Technology’s latest thought exercise comes from none other than Twitter CEO Jack Dorsey, who tweeted this summons for constructive criticism yesterday:
Following in the footsteps of Brian Chesky: what
jack December 29, 2016
Dorsey was apparently inspired by a similar tweet sent by Airbnb co-founder and CEO Brian Chesky earlier this week. And while the Twitter co-founder and top exec has done things like this before, yesterday’s request felt especially loaded, considering the company’s rough year dealing with harassment outbreaks, and targeted abuse by white supremacist groups and literal Nazis.
People responding to Dorsey’s tweet posed a variety of suggestions, but many asked him to improve Twitter’s current status quo for handling harassment. The company recently took baby-steps in this regard; pushing new features like a quality filter and better muting capabilities. But Twitter has yet to uniformly enforce broad-sweeping action against hate-speech or the spread of private information.
Several people offered Dorsey specific ideas for how he could make Twitter a safer, less hostile place—such as locked hashtags that make it easier to ban abusive users, a point system, or removing one’s handle entirely from conversation threads—but Dorsey refused to say much more than the equivalent of “we’re working on it.”
I asked Twitter for more information regarding Dorsey’s decision to solicit advice from the public, and a spokesperson for the company said they had no comment beyond the CEO’s tweets. The company also declined to comment on why Dorsey was acknowledging some topics but not others.
For the most part, Dorsey seemed excited to address criticisms about Twitter’s user experience. Requests for tools like bookmarking, list organization, topic searching, and tweet threading were met with optimistic replies. Dorsey said he’s “thinking a lot” about tweet editing.
But other requests, especially those dealing with harassment, abuse reports, and transparency were either ignored, or seemingly dismissed as things on an eventual to-do list.
If you’ve ever submitted an abuse report on Twitter, you’ll know the process is often performative. One of the most visible complaints regarding harassment is how infrequently action is taken when a single, regular user files an abuse report. Sometimes, Twitter’s vetting processes can’t even identify blatant hate-speech.
Lmao a story in 4 parts jay caspian kang December 29, 2016
Earlier this year, BuzzFeed News conducted an informal survey of 2,700 Twitter users, and found that 29 percent of people reported receiving no response from Twitter after submitting an abuse report. Approximately 18 percent were reportedly told the abusive content they had flagged was actually allowed, according to Twitter’s own guidelines.
What’s perhaps more frustrating than inaction, however, is that users aren’t privy to information that explains how their report was handled internally by Twitter. For example, we still have no idea who looks at abuse reports, how many are processed each day, and what criteria staff use to determine whether something qualifies as harassment.

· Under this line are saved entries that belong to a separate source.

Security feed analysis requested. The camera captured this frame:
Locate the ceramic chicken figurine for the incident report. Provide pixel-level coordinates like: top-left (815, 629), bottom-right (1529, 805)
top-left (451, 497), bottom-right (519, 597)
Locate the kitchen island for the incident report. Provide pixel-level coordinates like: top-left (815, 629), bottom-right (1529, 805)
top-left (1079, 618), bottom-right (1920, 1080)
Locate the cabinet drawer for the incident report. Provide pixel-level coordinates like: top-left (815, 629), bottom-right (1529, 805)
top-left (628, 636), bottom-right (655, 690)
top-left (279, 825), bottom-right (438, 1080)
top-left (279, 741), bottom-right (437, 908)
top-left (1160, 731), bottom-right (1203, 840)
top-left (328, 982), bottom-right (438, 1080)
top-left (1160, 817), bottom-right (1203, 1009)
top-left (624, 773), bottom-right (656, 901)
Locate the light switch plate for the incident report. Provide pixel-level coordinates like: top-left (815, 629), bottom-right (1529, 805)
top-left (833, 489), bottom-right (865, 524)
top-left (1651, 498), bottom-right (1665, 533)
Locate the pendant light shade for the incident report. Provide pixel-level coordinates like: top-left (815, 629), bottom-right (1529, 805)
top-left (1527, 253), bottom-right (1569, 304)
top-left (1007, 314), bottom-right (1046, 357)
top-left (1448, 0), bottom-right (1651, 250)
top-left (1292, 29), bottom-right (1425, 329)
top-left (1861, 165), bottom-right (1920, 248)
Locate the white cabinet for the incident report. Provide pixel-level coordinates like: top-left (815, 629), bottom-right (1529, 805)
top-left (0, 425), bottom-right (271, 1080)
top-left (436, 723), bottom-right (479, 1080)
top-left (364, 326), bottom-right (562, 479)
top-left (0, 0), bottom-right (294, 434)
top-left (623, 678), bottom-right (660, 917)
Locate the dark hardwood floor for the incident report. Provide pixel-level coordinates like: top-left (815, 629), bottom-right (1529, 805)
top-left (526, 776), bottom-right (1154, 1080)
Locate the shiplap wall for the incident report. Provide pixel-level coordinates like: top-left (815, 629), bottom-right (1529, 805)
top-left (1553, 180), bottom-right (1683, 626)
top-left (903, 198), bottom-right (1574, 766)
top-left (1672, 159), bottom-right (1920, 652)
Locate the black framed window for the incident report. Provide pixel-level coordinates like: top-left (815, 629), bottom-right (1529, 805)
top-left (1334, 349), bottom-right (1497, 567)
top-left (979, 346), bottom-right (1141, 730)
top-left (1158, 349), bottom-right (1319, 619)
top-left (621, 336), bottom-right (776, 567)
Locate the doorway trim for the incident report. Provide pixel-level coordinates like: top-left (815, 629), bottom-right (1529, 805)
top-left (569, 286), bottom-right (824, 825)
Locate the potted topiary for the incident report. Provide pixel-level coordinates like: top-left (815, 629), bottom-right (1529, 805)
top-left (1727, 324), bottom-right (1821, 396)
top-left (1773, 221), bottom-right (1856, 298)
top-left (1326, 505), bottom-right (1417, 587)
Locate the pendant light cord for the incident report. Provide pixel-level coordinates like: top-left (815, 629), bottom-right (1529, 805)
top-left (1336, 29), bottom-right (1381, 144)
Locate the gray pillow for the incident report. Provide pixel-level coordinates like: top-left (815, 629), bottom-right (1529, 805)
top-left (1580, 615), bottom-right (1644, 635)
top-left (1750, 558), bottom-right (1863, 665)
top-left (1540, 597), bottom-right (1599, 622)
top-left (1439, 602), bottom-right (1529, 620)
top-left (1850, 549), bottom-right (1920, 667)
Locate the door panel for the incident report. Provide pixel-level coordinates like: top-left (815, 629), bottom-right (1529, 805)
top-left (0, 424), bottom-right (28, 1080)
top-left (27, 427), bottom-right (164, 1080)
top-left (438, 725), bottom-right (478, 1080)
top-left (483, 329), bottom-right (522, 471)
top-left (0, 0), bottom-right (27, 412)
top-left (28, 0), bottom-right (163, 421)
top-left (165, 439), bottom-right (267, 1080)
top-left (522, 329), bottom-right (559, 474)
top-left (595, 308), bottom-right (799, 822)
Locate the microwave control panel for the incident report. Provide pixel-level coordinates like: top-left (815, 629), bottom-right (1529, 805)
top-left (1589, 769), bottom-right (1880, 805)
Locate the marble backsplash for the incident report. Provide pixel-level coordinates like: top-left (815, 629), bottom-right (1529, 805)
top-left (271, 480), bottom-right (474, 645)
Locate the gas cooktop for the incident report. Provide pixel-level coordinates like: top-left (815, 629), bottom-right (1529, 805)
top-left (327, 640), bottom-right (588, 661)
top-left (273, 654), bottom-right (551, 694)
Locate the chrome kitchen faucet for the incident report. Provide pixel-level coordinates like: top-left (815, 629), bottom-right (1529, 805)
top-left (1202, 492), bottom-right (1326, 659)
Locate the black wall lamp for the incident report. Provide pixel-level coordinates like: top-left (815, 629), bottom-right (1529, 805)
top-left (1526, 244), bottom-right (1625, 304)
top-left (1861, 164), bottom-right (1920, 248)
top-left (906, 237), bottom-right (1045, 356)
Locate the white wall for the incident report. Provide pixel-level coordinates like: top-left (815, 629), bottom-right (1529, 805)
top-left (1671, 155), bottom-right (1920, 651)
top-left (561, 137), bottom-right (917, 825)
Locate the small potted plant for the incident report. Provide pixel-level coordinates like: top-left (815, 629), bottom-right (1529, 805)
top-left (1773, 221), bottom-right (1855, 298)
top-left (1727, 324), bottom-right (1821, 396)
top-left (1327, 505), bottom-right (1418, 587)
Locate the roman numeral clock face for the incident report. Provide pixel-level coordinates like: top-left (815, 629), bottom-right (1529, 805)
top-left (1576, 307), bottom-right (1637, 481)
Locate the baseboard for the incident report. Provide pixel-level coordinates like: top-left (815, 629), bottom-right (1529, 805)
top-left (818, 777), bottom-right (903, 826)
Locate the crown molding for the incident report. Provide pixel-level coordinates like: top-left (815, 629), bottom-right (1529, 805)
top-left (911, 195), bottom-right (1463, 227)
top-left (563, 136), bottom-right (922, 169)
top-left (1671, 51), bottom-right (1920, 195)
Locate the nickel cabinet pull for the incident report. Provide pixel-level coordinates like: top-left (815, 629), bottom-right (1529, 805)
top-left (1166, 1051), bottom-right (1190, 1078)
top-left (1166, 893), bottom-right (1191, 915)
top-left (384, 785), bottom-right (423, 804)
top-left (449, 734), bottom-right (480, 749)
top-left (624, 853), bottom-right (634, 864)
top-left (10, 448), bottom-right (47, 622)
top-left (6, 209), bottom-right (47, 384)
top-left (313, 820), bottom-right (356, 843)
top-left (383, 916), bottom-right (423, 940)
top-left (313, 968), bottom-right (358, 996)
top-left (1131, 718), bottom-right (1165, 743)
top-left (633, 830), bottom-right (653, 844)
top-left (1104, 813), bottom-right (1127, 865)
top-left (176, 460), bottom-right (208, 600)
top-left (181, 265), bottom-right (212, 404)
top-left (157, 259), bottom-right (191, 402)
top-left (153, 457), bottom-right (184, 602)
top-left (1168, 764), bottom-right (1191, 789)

More transparency from the company could reveal why hate-speech is often (anecdotally) permitted by Twitter’s anti-harassment protocols. What’s the diversity breakdown of Twitter’s community management team? How are they trained to identify abuse? And how does this vary regionally?
Dorsey’s behavior after asking for improvements mirrors Twitter’s overall approach to dealing with its abuse problem: Yes, it’s a “top priority,” and yes, they’re currently working on it. But it’s complicated, and for the time being, we’ll have to patiently wait.
Only, we know the company can do something about harassment on its platform—and right now. High-profile users have been known to receive immediate treatment if they complain to Dorsey directly. When the actress Leslie Jones was repeatedly attacked on Twitter in June, her experience resulted in the near-immediate suspension of Breitbart editor Milo Yiannopoulos.
Sometimes, individual abuse reports do result in consequences, although randomly, and extremely unreliably. As Motherboard has written about before, Twitter’s anti-harassment tools are good, but they’re not enough.
Just like Facebook, which confronted its position as a media company this year after a slew of News Feed fumbles and the unfortunate censorship of a historic war photo, Twitter should decide what it really wants to be: a pure free speech platform, or a platform where all communities can safely participate. It can’t have both, but it can set rules and draw lines, and decide how to enforce them.
For now, I guess we can get excited about the hint that editable tweets are probably coming.